Climate change is reportedly changing male reptiles into females, and this may lead to an all-male reptile population--and eventually extinction.

Last year, it was reported by several media outlets that Central bearded dragons (Pogona vitticeps) are undergoing instant sex reversal because of the unusual high temperature that they are experiencing within their habitat.

According to the study published in the journal Nature, the Australian species demonstrated transitioning from genotypic to temperature-dependent sex determination.

After studying 131 wild-caught bearded dragons in Queensland province, the researchers found that 11 of them were female who are able to produce offspring but had the ZZ chromosomes of a genetic male.

"Most mechanistic models of transitions invoke a role for sex reversal. Sex reversal has not yet been demonstrated in nature for any amniote, although it occurs in fish and rarely in amphibians," the study said.
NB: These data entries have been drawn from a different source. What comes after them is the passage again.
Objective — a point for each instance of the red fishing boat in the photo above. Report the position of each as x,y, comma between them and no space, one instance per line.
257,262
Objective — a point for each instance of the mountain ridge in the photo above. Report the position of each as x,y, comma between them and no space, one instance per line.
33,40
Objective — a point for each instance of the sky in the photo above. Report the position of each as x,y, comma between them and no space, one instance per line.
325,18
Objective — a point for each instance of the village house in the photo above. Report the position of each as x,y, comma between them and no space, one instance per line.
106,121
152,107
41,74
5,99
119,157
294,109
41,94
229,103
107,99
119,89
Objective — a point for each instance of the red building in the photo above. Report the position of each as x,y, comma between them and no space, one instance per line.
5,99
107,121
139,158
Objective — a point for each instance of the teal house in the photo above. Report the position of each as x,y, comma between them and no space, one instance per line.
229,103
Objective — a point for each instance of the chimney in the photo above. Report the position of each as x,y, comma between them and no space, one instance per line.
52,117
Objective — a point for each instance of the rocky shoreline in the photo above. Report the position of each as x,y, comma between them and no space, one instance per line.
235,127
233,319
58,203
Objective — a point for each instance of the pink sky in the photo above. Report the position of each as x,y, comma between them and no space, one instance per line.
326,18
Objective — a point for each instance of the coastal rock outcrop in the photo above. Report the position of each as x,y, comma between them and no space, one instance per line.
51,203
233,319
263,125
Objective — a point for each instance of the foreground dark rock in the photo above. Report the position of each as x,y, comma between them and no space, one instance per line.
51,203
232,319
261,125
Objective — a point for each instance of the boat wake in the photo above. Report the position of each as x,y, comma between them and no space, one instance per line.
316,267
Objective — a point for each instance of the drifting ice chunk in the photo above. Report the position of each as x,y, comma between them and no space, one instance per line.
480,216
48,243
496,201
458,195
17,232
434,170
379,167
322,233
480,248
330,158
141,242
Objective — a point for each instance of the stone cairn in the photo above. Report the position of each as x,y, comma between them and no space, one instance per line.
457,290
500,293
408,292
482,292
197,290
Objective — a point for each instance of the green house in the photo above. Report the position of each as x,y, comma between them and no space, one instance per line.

Some reptiles use temperature as means to determine sex. Daily Mail said Central bearded dragons had their gender based on chromosomes, until the recent study found out otherwise.

As explained by ABC News, male bearded dragons usually have two Z chromosomes and females usually have a Z and a W chromosome. At lower temperatures, the female determines the sex of her offspring by passing on either a Z or a W chromosome.

In addition to switching sex, the study also found out that the sex-reversed females were able to give birth and are actually more fertile than those who came out as normal females . The findings can lead to having an all-male reptile population, thus threatening the number of the species.

"They're throwing away the equivalent of the Y, which we call the W, chromosome," co-author Arthur Georges, chief scientist for the Institute for Applied Ecology at the University of Canberra told The Associated Press.

"If the climate warms not much more at all, the percentage of sex reversal will increase and the W chromosome will be lost from the population," he added.